The inflorescences stand on leafed inflorescence shafts or at the base of leafless side shoots. Depending on the type, 35 to 80 curved or flat, scale-like bracts are connected at the base with the inflorescence and are arranged in a spiral. At the base of the inflorescence, additional side shoots can sometimes occur with sterile bracts. The bracts are of different sizes with the inner ones being larger. The conspicuous flowers are rarely solitary, usually in twos or six in a wrap. The lower flowers always open first.

The tubular, triple-toothed sepals are smaller than the petals. The long, tubular petals are curved and have a rectangular opening. The edge of the flower is thickened and rounded on two sides by the base of the staminodes and the labellum. The side standing, small staminodes are bowl-shaped. The elongated, spade- or inverted-lanceolate labellum is broad at the tip and becomes narrower towards the base of the leaf. The labellum base is V-shaped in cross section or has a raised center, its edges are thickened. The edge of the labellum tip can be toothed. The long, fertile stamens are curved over the labellum and have elongated anthers. Three carpels have grown together to form a three-chamber ovary.

The elongated capsule fruits contain a number of seeds in each half of the capsule, which are divided into three separate fruit compartments. The one to ten seeds are surrounded by a fleshy shell (aril).

==Range==
They grow in the South Asian tropics mainly in forest areas.

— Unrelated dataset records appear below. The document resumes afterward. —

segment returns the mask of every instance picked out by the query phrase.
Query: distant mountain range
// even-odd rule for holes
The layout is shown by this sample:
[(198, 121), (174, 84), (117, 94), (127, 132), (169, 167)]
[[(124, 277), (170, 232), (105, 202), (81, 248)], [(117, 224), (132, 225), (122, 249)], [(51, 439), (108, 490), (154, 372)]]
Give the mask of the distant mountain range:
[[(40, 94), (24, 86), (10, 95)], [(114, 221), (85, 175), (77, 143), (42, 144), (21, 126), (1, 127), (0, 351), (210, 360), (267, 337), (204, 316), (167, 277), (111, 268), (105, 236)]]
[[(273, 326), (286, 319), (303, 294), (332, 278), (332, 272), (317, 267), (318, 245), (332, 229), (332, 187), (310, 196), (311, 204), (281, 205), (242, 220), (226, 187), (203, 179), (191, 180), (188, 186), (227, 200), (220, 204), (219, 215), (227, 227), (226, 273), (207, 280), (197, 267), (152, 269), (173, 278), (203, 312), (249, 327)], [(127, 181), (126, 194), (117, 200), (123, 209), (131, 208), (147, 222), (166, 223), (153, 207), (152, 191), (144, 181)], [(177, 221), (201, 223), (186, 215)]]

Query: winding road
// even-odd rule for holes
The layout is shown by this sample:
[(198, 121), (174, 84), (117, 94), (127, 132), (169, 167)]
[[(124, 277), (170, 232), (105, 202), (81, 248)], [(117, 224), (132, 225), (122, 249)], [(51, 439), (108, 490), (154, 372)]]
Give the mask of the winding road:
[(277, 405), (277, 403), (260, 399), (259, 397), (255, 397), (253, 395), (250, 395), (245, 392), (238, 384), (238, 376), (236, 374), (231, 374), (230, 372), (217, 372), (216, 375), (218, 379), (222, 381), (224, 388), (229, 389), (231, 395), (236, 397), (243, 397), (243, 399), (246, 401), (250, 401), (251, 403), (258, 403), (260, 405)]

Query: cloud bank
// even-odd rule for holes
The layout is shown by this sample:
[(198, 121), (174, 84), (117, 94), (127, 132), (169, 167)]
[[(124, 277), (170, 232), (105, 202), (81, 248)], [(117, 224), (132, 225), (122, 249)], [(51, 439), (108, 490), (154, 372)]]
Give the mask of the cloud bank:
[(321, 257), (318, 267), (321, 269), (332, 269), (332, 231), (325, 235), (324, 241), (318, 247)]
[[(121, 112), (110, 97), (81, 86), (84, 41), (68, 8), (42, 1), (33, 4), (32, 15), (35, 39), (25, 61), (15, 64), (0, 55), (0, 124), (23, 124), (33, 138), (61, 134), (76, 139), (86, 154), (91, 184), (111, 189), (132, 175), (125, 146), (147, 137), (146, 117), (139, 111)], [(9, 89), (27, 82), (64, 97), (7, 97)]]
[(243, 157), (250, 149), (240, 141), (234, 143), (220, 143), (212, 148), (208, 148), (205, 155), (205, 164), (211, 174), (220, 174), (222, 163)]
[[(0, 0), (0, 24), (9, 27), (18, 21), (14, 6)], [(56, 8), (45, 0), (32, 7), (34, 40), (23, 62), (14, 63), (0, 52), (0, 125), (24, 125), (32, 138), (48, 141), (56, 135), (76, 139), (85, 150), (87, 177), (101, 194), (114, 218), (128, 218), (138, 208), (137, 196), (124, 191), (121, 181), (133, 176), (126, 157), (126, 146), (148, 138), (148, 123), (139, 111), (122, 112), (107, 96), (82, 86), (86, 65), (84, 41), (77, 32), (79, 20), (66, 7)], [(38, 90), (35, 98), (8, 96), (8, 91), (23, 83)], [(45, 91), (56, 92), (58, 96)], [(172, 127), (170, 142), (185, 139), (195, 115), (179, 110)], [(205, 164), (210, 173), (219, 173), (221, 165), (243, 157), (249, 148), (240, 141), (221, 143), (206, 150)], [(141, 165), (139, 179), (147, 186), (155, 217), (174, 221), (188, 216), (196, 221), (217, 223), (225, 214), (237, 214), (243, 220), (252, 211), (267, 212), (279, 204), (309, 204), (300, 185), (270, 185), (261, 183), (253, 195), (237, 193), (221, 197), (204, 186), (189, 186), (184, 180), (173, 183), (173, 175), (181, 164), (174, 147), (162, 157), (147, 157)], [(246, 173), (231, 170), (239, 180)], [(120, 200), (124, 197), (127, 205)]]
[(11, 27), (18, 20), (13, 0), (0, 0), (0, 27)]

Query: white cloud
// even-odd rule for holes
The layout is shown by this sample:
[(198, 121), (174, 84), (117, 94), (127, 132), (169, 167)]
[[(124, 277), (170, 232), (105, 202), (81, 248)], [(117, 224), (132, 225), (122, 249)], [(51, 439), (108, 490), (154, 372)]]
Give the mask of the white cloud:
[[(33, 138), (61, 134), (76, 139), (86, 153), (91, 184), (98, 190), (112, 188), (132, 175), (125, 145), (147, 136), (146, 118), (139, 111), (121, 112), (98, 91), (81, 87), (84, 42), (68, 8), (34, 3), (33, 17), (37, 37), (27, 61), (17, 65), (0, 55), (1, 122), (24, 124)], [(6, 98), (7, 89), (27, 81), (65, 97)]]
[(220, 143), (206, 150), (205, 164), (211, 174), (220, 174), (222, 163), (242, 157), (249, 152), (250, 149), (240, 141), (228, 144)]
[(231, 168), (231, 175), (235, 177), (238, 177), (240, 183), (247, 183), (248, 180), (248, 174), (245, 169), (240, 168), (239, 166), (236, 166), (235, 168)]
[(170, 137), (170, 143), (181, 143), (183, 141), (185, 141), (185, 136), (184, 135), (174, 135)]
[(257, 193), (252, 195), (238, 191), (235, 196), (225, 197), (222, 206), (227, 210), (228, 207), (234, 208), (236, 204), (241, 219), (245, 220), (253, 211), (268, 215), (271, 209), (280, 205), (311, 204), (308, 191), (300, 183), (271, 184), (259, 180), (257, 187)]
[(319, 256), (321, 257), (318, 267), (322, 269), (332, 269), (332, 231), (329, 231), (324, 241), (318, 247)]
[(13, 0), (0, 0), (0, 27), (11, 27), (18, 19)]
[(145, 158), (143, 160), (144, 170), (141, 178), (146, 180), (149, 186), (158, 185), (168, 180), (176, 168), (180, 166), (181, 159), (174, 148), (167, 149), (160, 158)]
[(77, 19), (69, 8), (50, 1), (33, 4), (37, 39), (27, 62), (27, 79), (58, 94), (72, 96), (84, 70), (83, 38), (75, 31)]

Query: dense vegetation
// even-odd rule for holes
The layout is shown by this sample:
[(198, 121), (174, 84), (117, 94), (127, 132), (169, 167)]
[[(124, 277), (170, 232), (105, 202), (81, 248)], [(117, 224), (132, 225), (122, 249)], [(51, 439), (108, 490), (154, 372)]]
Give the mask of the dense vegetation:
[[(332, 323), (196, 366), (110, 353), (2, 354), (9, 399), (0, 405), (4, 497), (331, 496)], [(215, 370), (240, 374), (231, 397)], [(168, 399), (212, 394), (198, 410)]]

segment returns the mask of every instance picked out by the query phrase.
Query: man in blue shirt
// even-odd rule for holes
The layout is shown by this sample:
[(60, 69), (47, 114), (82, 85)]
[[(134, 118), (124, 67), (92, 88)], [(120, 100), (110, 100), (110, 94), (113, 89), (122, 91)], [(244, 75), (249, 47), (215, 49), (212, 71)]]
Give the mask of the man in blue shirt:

The natural range of Larsenianthus species includes northeastern Bangladesh, northeastern India, and northern Myanmar

==Taxonomy==
The first description of the genus Larsenianthus was made in 2010 by Walter John Emil Kress and John Donald Mood in phytokeys, No. 1, pp. 21, (23). The type species is Larsenianthus careyanus (Benth.) WJKress & Mood, which was previously assigned to the genus Hitchenia. The genus name Larsenianthus honors Kai Larsen(1926–2012) from Aarhus University in Denmark, an expert in the systematics of the Zingiberaceae. Anthusis the Greek word for flower.

There are four species of Larsenianthus:

- Larsenianthus arunachalensis M.Sabu, Sanoj & T.Rajesh Kumar : It occurs from the Indian state of Arunachal Pradesh to northern Myanmar.
- Larsenianthus assamensis S.Dey, Mood, & S.Choudhury : It occurs only in the Indian state of Assam.
- Larsenianthus careyanus (Benth.) WJKress & Mood : It occurs in northeastern Bangladesh, Assam, Myanmar and in the eastern Himalayas.
- Larsenianthus wardianus W.J. Kress, Thet Htun & Bordelon : It occurs in northern Myanmar.